Why Gerard Depardieu Movies Have Been Banned From Theaters, TV

Gerard Depardieu's coziness with Vladimir Putin will cost him at the box office.

Oleg Vergelis, a well-known Ukrainian theater and movie critic “categorically disagrees with Depardieu’s political acts as unbalanced and offending, especially in the tragic times of turbulence and war, when artists should be above politics.”

But he said he is saddened that his high-quality work will be taken away from Ukrainians, who have resisted Russia's meddling ever since they approved independence from a disintegrating Soviet Union in 1991.

Tatyana Rymarenko, a film fan from Kiev, said, “Banning something in art and culture is always useless and no one benefits from such actions. Depardieu’s political comments should not be mixed with artistic talent, and none of his films have any connection to the sad Ukraine events.”

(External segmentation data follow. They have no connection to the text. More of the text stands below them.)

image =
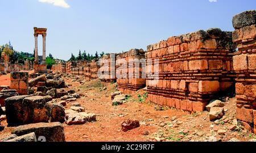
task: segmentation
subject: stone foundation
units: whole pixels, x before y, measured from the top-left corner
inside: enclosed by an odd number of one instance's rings
[[[15,89],[19,95],[28,95],[28,72],[11,73],[11,89]]]
[[[131,94],[146,86],[146,67],[143,68],[142,63],[146,66],[145,52],[143,49],[131,49],[117,56],[116,75],[119,90]]]
[[[236,46],[232,39],[231,32],[214,28],[148,46],[147,61],[159,60],[159,80],[152,72],[158,65],[147,68],[148,99],[178,109],[203,111],[210,100],[233,86]]]
[[[238,51],[233,57],[237,73],[237,118],[256,134],[256,11],[234,16],[233,40]]]

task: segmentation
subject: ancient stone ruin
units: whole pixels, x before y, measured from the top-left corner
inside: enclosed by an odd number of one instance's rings
[[[232,89],[235,49],[232,32],[218,28],[172,36],[148,46],[147,59],[159,60],[159,80],[147,73],[149,99],[189,111],[204,110],[220,92]]]
[[[233,40],[238,48],[233,56],[237,118],[256,133],[256,11],[236,15],[233,26]]]

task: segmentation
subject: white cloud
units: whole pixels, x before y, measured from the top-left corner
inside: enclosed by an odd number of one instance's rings
[[[39,0],[42,3],[47,3],[52,4],[56,6],[59,6],[64,8],[69,8],[70,6],[65,2],[65,0]]]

The culture ministry said the blacklist had been drawn up at the request of Ukraine’s SBU security service.

Depardieu, who lives at No. 1 Democracy St. in the Russian city of Saransk, about 400 miles southeast of Moscow, was banned last month from entering Ukraine for five years, apparently after questioning its right to exist as an independent state.

Depardieu has also praised his friend Putin as a “strong leader.”

He has not commented on the decision to blacklist his films in Ukraine, and he could not be reached for comment by ABC News.